Thursday, March 6, 2008

Pros and Contras

Timothy C. Brown, "The Real Contra War: Highlander Peasant Resistance in Nicaragua" (University of Oklahoma Press, 2001); "When the AK-47s Fall Silent: Revolutionaries, Guerrillas, and the Dangers of Peace" (Hoover Institution Press, 2000).

Timothy C. Brown was the Reagan/Bush liaison with the Contra army, and in the aftermath of this proxy war brought out these two books. The first is an historical reconstruction and analysis of the Contra war in the highlands of northern Niocaragua; the second is composed of interviews with former contras.
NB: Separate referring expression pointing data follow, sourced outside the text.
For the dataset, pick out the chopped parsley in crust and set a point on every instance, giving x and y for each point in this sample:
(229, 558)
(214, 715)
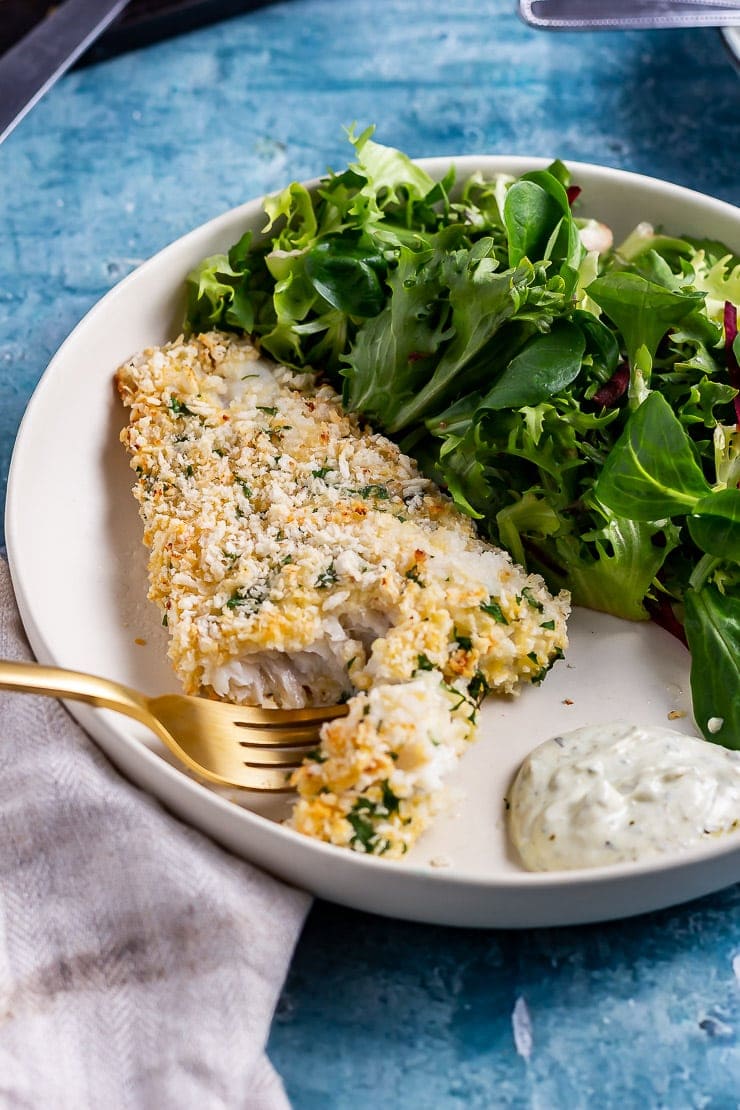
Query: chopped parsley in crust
(297, 557)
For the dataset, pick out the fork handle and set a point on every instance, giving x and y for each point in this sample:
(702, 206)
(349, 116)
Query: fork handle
(54, 682)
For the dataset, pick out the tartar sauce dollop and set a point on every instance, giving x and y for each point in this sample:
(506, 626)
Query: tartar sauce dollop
(611, 793)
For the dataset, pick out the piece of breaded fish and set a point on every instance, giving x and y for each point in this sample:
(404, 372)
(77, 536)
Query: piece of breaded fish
(300, 558)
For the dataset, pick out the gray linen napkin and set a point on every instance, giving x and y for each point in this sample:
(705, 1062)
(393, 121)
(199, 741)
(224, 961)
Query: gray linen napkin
(140, 964)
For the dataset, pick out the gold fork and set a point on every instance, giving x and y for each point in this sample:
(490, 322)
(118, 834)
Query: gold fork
(243, 746)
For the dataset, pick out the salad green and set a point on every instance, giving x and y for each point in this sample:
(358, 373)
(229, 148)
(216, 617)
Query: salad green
(580, 400)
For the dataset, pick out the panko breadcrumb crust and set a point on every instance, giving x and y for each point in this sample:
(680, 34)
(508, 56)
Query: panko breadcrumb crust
(279, 526)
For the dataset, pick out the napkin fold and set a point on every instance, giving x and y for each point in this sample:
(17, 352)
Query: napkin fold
(140, 964)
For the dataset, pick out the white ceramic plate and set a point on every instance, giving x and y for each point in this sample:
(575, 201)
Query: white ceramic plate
(79, 569)
(731, 36)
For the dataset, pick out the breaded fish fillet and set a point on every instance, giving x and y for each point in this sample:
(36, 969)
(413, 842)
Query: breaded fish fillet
(300, 558)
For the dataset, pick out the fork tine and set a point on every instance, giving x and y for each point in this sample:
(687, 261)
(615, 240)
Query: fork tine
(286, 718)
(273, 757)
(306, 737)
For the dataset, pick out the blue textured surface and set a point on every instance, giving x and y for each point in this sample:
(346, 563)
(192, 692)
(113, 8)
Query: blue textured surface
(120, 159)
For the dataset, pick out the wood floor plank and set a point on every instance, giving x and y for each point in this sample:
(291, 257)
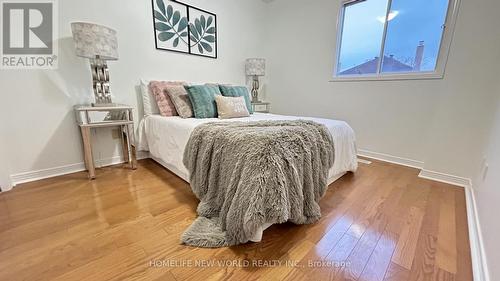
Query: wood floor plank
(407, 243)
(117, 226)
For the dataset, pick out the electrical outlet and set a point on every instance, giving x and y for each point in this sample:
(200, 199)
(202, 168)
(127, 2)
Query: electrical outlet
(115, 133)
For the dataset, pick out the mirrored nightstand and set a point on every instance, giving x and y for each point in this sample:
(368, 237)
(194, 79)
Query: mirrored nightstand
(90, 117)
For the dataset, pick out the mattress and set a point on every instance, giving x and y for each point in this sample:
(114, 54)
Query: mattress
(166, 137)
In "The Real Contra War" Mr. Brown has done a good job bringing forth the peasant base of the Nicaraguan Contra movement, and comparing it to previous "contra" movements - the Cristeros of Mexico, the Escambritos of Cuba. I would even add my own comparison, the Antonov "green guerrillas" of Tambov, Russia, in 1920-21. Yet these movements did not grow like the Contras, nor last ten years, and the reason is obvious, although discounted in Mr. Brown's book. And that is because the original hypothesis - of being financed and controlled by the CIA and rich exiles - is still valid. Without the Somocista command structure, the money coming in from Miami and Washington, these Segovian highlanders would have been flattened like their historical predecessors and reduced to mere academic footnotes.
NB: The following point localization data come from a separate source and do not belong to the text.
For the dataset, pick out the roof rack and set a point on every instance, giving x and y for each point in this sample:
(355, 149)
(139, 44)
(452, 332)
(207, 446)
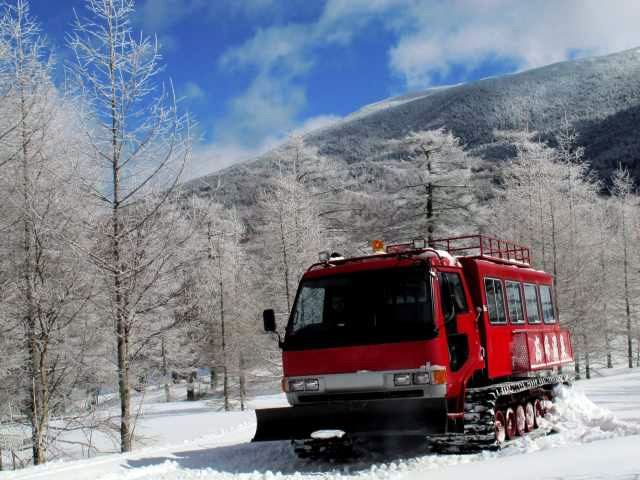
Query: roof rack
(484, 246)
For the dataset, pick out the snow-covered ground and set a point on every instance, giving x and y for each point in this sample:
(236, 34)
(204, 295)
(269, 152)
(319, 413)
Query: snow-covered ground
(598, 437)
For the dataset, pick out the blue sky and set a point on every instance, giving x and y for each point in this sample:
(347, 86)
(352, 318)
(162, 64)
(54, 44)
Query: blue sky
(254, 71)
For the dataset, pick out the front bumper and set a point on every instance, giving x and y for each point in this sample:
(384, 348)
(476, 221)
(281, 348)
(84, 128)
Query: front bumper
(389, 417)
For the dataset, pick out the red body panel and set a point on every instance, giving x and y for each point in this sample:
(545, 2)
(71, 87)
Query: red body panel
(388, 356)
(499, 340)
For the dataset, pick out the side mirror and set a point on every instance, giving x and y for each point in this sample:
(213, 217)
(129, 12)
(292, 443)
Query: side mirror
(269, 320)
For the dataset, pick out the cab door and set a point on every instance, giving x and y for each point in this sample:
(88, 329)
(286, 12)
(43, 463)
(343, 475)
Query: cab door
(461, 330)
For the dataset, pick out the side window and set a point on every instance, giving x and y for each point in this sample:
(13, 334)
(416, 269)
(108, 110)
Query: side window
(531, 300)
(452, 293)
(495, 300)
(546, 300)
(514, 301)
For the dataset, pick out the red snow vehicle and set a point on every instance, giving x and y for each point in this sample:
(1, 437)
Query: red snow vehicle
(457, 341)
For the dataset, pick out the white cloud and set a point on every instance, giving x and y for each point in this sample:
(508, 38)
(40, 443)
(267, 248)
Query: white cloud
(434, 37)
(315, 123)
(192, 91)
(268, 107)
(207, 159)
(431, 39)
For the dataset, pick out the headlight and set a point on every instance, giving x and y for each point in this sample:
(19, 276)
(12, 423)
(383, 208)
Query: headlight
(402, 379)
(296, 385)
(438, 377)
(311, 384)
(304, 384)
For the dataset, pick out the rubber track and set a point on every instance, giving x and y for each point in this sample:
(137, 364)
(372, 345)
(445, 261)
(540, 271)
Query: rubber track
(479, 407)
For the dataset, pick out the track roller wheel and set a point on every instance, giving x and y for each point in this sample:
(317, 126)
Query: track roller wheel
(499, 425)
(521, 421)
(510, 424)
(529, 416)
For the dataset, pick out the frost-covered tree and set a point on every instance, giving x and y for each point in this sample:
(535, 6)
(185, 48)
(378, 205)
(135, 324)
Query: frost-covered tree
(432, 190)
(46, 294)
(546, 201)
(626, 204)
(138, 147)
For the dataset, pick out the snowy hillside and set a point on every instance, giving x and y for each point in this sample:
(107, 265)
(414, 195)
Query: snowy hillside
(600, 96)
(597, 423)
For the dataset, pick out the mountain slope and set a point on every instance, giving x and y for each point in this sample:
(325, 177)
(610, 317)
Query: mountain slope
(600, 96)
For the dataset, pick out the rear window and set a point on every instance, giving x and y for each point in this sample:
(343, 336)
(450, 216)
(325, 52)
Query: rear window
(495, 301)
(514, 302)
(546, 301)
(531, 300)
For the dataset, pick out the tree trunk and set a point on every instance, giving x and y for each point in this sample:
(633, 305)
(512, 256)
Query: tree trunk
(242, 383)
(165, 372)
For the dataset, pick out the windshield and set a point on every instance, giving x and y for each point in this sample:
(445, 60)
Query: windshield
(361, 308)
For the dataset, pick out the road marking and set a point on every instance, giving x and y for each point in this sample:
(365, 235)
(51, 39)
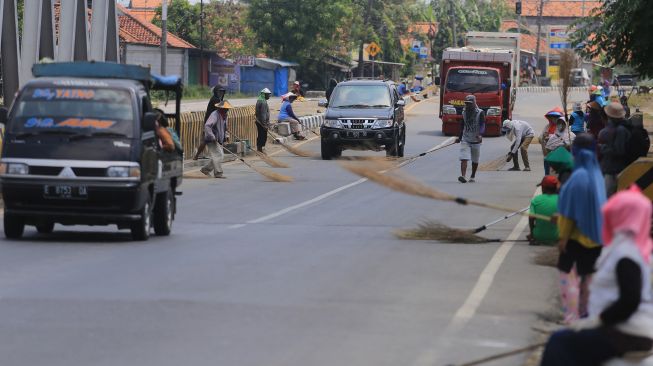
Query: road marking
(320, 197)
(467, 311)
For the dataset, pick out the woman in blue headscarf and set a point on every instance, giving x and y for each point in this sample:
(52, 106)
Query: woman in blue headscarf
(579, 224)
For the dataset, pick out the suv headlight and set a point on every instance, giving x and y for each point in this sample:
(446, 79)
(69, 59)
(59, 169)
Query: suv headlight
(382, 123)
(14, 168)
(123, 172)
(449, 109)
(493, 111)
(332, 123)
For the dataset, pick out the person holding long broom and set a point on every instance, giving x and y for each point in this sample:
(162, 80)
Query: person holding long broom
(215, 134)
(471, 137)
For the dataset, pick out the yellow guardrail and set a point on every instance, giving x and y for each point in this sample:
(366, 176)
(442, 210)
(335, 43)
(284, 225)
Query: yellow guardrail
(241, 121)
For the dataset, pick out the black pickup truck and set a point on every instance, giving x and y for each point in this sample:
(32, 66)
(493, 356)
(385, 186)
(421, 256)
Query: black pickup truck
(80, 148)
(363, 115)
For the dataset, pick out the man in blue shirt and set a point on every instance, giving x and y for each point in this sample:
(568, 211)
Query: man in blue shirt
(286, 114)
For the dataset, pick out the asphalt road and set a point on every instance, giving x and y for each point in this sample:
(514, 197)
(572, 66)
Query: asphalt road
(284, 274)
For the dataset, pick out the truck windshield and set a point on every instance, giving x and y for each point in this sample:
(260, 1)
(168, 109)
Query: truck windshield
(360, 96)
(472, 80)
(83, 111)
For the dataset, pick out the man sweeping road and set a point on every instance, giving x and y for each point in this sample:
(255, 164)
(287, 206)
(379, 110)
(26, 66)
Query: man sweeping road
(470, 138)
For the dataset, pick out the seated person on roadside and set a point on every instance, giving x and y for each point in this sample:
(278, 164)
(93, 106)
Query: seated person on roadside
(620, 319)
(544, 231)
(287, 115)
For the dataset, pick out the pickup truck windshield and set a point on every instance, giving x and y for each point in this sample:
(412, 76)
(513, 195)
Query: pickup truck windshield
(74, 111)
(360, 96)
(472, 80)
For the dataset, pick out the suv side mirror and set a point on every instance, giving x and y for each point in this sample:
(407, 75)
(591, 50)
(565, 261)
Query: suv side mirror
(3, 115)
(149, 121)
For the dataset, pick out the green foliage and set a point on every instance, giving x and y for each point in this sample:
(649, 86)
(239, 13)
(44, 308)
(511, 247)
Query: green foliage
(620, 30)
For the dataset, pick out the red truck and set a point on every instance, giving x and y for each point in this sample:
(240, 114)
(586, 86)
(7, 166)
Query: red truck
(483, 72)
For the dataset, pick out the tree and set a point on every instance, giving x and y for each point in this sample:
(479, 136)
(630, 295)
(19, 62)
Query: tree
(620, 30)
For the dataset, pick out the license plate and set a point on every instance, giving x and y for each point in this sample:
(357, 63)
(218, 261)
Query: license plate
(65, 192)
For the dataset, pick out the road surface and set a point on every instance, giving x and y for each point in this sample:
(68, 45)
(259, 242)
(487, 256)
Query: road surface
(289, 274)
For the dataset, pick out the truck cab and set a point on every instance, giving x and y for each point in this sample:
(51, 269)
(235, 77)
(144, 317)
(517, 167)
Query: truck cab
(81, 148)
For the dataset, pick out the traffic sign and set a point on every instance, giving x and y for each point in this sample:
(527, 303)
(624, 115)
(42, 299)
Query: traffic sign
(373, 49)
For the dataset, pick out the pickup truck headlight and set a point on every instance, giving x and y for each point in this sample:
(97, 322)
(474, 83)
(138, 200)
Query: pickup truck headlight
(493, 111)
(14, 168)
(449, 109)
(123, 172)
(382, 123)
(332, 123)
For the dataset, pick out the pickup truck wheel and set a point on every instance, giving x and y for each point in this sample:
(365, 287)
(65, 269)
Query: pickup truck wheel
(164, 207)
(45, 227)
(326, 150)
(14, 226)
(141, 229)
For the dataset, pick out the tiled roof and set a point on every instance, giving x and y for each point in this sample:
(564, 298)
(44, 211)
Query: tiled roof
(134, 30)
(558, 8)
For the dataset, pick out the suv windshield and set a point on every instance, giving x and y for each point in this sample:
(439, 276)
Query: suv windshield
(74, 111)
(360, 96)
(472, 80)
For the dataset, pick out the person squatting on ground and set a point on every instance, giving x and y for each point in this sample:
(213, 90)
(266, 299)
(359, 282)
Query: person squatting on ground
(560, 138)
(613, 146)
(287, 115)
(550, 129)
(544, 231)
(262, 119)
(579, 225)
(217, 97)
(521, 133)
(216, 134)
(621, 303)
(471, 137)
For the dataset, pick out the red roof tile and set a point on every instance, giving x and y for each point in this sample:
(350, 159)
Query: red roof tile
(558, 8)
(134, 30)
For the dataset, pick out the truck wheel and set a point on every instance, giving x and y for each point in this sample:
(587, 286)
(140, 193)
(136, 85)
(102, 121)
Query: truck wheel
(164, 208)
(141, 229)
(326, 150)
(14, 226)
(45, 227)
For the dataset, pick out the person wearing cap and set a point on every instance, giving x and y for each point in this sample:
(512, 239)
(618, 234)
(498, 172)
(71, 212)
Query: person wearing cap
(620, 319)
(287, 115)
(613, 146)
(521, 133)
(579, 225)
(262, 118)
(217, 96)
(549, 130)
(471, 137)
(216, 133)
(546, 204)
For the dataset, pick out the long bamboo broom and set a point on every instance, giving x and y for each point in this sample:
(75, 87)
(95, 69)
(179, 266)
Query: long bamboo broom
(416, 188)
(264, 172)
(268, 160)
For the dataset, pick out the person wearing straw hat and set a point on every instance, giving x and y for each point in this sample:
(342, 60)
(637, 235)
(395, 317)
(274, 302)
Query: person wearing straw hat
(216, 133)
(522, 134)
(613, 146)
(620, 321)
(262, 119)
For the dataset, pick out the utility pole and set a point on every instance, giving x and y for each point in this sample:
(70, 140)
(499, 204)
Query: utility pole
(164, 34)
(539, 35)
(361, 64)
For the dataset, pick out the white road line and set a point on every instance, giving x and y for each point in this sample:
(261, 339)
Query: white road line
(318, 198)
(467, 311)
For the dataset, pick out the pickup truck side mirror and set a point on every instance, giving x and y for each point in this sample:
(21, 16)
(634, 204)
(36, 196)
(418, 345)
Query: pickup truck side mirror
(149, 121)
(3, 115)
In "When the AK's Fall Silent", Timothy Brown lets these former contras speak in their own words. As editor/translator Brown demonstrates the dangers of taking oral history at face value. Brown waxes enthusiastically at the "revelations" of these men concerning Castro's finances in 1950's Mexico, Soviet missiles still secretly in place in Cuba after 1962, abuses by Sandinista cadres who beat peasants and question God, etc. While these citations above sound authentic, I've caught Mr. Brown's witnesses in one inaccuracy after another. To begin, claiming the Farabundo Marti Liberation Front financed the Sandinistas by the millions in the late '70s, when the FMLN was not founded until 1980 as a coalition of several groups. Another witness avers that Celia Sanchez, Fidel Castro's personal secretary, committed suicide in 1972 upon learning details of her brother's death in La Cabana prison in 1959. Celia Sanchez in fact died of cancer in 1980. Another has President Arevalo of Guatemala being overthrown by the CIA in the 1950s, when it was President Arbenz who was so "honored." This same witness also states he spent four months in Cuba in 1960, beginning in April, where he helped his father found the Committees in Defense of the Revolution - which were not established until a speech by Castro decreeing their formation in September, 1960, five months after April.

In this work, Brown clearly if unintentionally demonstrates the dangers of uncorroborated oral testimony. As such this book can be useful as a presentation of how these men think of themselves, or wish others to see them. But their testimonies are so chock full of lapses here and varnishings there that they cannot be accepted as factual reconstructions.